Home » SQL & PL/SQL » SQL & PL/SQL » SQL Query re-write assistance requested (Oracle 9i)
SQL Query re-write assistance requested [message #326498] |
Wed, 11 June 2008 15:34 |
svguerin3
Messages: 44 Registered: November 2005 Location: TX
|
Member |
|
|
I am needing to know the best way to go about re-writing a bad query at my workplace that needs to run at TOP performance due to very large amounts of data that will be run through it.
I have simplified the data and table to the following mock example:
ID SEQ_N IND
1 1 Y
1 2 N
2 1 N
2 2 N
3 1 N
I need a query that returns each ID, as well as the maximum SEQ_N for each ID. The tricky part is that if there is a "Y" in the indicator (IND) column, then use the maximum SEQ_N for those.

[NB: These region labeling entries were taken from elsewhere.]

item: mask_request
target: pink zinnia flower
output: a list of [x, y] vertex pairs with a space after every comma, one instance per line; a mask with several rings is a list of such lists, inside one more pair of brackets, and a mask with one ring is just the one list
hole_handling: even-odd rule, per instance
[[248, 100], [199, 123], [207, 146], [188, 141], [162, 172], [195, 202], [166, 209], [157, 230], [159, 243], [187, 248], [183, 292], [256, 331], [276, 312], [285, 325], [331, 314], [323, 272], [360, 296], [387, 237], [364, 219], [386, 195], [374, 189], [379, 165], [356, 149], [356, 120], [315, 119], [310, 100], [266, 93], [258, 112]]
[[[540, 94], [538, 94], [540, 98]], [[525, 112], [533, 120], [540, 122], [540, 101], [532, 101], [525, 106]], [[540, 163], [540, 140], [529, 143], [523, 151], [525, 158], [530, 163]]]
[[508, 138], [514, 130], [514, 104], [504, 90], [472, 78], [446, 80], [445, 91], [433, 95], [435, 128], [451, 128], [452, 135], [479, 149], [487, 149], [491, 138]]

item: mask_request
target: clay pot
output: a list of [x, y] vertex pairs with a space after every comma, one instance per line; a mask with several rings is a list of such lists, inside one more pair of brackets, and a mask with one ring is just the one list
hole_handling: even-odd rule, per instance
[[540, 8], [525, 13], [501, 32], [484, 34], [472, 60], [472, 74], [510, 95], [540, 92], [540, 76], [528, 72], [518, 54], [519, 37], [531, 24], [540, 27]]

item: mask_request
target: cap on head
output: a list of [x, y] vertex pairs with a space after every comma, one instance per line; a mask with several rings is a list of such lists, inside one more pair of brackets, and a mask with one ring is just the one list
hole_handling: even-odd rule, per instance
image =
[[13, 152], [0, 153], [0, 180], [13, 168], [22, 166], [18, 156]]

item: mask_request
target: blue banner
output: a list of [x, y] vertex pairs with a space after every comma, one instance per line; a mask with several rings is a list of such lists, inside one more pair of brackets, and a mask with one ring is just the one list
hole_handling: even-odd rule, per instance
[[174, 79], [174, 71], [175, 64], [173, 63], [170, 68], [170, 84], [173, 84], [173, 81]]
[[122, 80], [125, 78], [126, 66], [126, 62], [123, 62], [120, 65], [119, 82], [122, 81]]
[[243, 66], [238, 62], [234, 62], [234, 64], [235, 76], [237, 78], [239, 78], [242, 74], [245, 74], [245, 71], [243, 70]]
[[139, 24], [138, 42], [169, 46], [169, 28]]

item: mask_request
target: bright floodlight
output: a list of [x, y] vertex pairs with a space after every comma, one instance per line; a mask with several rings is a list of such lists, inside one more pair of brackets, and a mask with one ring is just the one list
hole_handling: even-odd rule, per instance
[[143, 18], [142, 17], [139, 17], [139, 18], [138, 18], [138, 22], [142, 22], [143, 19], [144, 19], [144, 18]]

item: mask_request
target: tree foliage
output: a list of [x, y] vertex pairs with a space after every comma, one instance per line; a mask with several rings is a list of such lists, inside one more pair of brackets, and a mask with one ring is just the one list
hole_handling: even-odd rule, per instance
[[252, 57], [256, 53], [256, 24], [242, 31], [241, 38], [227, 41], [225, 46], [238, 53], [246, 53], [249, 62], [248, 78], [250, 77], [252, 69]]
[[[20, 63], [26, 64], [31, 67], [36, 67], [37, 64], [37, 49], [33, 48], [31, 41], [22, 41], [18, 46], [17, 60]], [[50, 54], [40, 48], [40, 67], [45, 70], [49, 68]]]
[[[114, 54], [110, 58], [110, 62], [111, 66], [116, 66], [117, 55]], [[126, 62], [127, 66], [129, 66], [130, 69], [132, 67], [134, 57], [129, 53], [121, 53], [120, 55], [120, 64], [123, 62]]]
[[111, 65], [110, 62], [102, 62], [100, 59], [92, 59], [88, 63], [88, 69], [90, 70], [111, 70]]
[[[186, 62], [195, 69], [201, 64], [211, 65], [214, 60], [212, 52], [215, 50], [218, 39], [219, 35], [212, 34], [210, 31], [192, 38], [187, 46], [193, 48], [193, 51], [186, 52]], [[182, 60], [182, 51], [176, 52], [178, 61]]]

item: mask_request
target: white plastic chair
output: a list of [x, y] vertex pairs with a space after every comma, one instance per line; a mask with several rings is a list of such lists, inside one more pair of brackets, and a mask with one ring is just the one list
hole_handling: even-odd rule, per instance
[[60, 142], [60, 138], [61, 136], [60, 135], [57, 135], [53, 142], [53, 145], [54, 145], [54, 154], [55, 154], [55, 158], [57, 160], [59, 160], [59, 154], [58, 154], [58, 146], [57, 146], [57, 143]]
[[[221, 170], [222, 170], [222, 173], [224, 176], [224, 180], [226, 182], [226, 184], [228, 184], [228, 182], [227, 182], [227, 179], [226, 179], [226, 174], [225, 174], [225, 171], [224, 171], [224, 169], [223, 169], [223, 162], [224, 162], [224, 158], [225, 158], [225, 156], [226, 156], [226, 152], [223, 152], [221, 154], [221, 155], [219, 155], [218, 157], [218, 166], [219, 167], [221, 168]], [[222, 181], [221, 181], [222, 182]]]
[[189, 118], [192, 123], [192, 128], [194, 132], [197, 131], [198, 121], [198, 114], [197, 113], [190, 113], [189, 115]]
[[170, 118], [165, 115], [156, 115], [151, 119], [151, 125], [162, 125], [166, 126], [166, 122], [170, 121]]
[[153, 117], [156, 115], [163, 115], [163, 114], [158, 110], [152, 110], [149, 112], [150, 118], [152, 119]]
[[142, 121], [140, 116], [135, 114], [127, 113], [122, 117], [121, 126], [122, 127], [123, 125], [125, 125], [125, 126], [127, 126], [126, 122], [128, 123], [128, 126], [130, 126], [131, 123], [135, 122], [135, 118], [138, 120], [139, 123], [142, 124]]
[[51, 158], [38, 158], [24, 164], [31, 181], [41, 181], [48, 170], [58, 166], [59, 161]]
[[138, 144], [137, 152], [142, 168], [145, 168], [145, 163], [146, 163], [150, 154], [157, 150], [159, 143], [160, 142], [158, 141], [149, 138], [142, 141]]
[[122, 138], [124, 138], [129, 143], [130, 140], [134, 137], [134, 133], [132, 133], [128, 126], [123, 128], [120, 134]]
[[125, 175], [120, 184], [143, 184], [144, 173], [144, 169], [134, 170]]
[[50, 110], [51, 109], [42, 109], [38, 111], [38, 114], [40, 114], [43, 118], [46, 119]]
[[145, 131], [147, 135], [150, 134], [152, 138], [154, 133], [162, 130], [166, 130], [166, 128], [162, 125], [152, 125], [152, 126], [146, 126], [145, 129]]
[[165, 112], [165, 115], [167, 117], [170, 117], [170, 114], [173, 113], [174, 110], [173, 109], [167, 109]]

If there is no "Y" indicator, then use the maximum SEQ_N for the "N" indicator column. So given the above example data, the query executed would return the following results:
ID MAX(SEQ_N)
1 1
2 2
3 1
I hope that makes sense.. The query we have running currently creates a string and gets the maximum from that. The inner part of the query looks like the following:
select id, max(decode(IND,'Y','1',0') || to_char(seq_n,'0000000009')) from table
And the outer query selects from this (using a substring and to_number) to get the sequence number back.. Very expensive; there must be a better way!
Thanks in advance!
|
|
|
|
|
Re: SQL Query re-write assistance requested [message #326589 is a reply to message #326513] |
Thu, 12 June 2008 01:30 |
sarwagya
Messages: 87 Registered: February 2008 Location: Republic of Nepal
|
Member |
|
|
Please try with this query. I tried it with few rows.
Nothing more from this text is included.